There are certain foods in life, that when eaten, remind me of a specific person, time, or place. This potato salad takes me back in many ways… countless family parties, picnics, watching my dad boil 10+ pounds of potatoes to feed 20 men on a hunting trip. Most of all, this is a food that reminds me of my grandparents.
My dad’s father (Pappap) was credited with this recipe, and my grandmother (Ma) has also made it for many an occasion. Many of the family recipes I have shared with you here come from a special little book, handmade by my mom and dad for me a few years ago for Christmas. Handwritten recipe cards filled with all of my childhood favorites – from shrimp scampi and crab cakes to crepes and Christmas cookies. I turn to this book frequently to share the memories made through food in our house with others.

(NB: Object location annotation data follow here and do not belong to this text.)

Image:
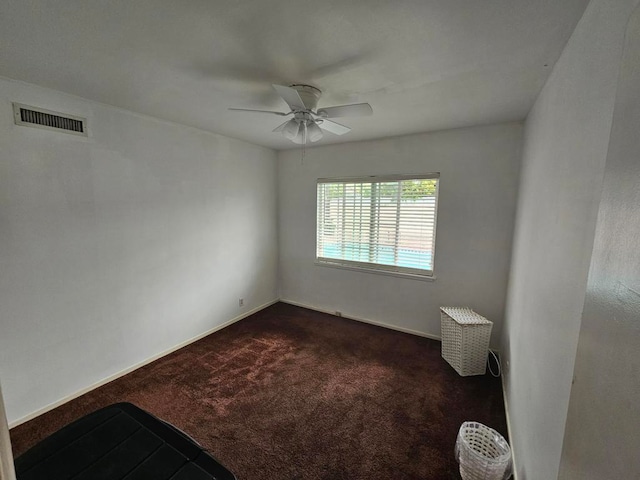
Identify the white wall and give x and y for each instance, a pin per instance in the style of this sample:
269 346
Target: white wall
117 247
565 147
602 439
479 174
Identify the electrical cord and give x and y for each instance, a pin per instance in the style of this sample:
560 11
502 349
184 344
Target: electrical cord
495 357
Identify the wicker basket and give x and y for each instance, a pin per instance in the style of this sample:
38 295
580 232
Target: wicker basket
465 340
483 454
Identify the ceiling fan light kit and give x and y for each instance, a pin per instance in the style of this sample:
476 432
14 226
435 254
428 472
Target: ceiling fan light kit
308 121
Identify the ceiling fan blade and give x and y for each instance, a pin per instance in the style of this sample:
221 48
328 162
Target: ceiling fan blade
258 111
355 110
333 127
291 96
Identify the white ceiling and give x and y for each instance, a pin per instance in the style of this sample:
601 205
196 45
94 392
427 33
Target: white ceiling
423 64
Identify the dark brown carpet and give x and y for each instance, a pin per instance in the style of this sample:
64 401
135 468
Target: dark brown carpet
290 393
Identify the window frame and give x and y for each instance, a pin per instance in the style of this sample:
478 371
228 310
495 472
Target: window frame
377 268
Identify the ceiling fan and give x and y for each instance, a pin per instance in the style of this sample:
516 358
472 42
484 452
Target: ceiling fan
308 121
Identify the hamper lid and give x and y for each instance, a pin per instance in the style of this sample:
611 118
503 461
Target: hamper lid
465 315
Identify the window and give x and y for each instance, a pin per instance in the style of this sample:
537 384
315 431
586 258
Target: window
378 223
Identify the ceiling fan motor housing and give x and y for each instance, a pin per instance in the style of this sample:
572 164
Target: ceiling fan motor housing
308 94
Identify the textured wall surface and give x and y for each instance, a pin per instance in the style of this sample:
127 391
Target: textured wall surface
565 148
602 439
119 246
477 196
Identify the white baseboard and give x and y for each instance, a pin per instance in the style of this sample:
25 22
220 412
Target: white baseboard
364 320
121 373
509 430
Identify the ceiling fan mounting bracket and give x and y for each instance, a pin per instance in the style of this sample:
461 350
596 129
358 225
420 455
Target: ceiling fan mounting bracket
308 94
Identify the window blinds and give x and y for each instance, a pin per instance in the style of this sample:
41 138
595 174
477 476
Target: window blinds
381 223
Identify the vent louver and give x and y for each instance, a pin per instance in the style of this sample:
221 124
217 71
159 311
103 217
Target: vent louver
41 118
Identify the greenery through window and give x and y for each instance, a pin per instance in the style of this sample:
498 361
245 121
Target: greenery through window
380 223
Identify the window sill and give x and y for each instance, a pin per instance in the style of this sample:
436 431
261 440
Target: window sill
410 276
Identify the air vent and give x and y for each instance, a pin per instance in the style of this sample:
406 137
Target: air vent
40 118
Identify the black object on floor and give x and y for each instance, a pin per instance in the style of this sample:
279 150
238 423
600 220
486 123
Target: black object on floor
115 442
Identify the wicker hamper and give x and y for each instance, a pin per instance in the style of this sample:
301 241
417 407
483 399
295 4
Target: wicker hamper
465 340
483 454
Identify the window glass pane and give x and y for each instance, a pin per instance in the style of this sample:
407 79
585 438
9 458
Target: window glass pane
387 224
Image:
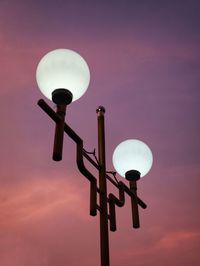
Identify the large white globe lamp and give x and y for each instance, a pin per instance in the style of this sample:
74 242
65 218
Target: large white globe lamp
132 155
64 71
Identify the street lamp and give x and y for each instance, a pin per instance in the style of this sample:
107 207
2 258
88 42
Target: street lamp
63 76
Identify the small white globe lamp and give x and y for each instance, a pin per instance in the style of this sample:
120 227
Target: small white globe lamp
63 76
132 159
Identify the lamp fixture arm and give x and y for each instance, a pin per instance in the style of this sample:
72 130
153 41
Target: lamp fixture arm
79 155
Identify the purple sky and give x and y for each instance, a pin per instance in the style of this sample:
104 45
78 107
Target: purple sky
144 60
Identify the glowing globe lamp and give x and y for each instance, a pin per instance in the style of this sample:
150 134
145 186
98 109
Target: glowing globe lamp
63 73
131 156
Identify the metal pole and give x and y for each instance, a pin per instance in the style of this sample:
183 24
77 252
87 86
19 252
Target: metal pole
59 133
134 204
104 239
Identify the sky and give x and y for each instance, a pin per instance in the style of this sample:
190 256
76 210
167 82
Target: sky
145 70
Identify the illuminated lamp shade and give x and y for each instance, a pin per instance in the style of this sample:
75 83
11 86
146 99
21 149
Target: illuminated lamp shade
132 154
63 69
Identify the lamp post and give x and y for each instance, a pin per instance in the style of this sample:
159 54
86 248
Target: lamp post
63 76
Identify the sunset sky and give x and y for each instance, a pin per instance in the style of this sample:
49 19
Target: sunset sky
144 58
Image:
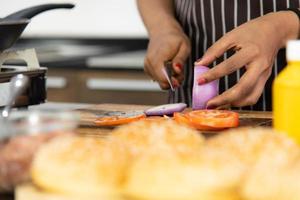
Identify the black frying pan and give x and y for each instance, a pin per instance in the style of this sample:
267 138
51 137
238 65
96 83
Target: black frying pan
14 24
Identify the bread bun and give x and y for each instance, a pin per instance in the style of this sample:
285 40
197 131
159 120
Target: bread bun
79 166
275 175
158 134
176 176
248 144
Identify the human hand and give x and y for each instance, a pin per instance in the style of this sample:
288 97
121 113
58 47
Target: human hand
256 44
167 45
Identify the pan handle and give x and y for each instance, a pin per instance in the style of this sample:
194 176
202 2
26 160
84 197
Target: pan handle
28 13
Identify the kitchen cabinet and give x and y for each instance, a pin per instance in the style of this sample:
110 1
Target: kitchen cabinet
96 71
103 86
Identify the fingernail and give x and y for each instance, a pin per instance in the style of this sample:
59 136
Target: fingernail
197 61
178 65
201 81
210 107
175 83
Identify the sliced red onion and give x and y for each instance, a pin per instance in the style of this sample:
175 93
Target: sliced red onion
203 93
166 109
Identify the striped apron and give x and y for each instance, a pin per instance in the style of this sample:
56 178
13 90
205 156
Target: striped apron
205 21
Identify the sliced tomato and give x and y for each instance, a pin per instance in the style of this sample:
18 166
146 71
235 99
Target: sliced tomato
117 120
182 118
214 118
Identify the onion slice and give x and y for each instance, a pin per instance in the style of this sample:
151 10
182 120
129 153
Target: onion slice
203 93
166 109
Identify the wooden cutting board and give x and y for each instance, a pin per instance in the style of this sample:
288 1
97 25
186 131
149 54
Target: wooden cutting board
90 114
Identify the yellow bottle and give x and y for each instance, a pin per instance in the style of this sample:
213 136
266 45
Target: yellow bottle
286 94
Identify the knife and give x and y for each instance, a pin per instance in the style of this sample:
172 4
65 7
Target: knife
168 71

I’m sure my Pappap had never heard of Greek yogurt (he passed away several years before I ever tasted it), but I hope he would approve of my slightly updated version of his legendary potato salad. I also added a handful of fresh parsley, as fresh herbs seem to make everything more flavorful. The perfect addition to an end-of-summer picnic, this potato salad is a staple that I plan to pass along to my children someday.
Pappap’s potato salad
- 2 pounds potatoes (I used half russet and half baby red this time), cut into ¾” pieces
- 4 extra large eggs (or 6 large), hard-boiled
- 2 stalks celery, chopped
- 1 medium onion, chopped
- 1 handful fresh parsley, chopped
- 6 heaping tablespoons plain Greek yogurt (or mayo)
- 4 tablespoons cider vinegar
- 3/4 teaspoon sugar
- salt & pepper to taste
Boil potatoes until tender (about 30 minutes). I like to leave the skins on, but feel free to remove them if you prefer. Peel eggs and roughly chop.
Mix potatoes, eggs, celery, onion, parlsey, salt, and pepper to blend. Whisk together the yogurt/mayo and cider vinegar, adding sugar until smooth. Fold the dressing gently into the potato mixture. Chill in refrigerator until ready to serve.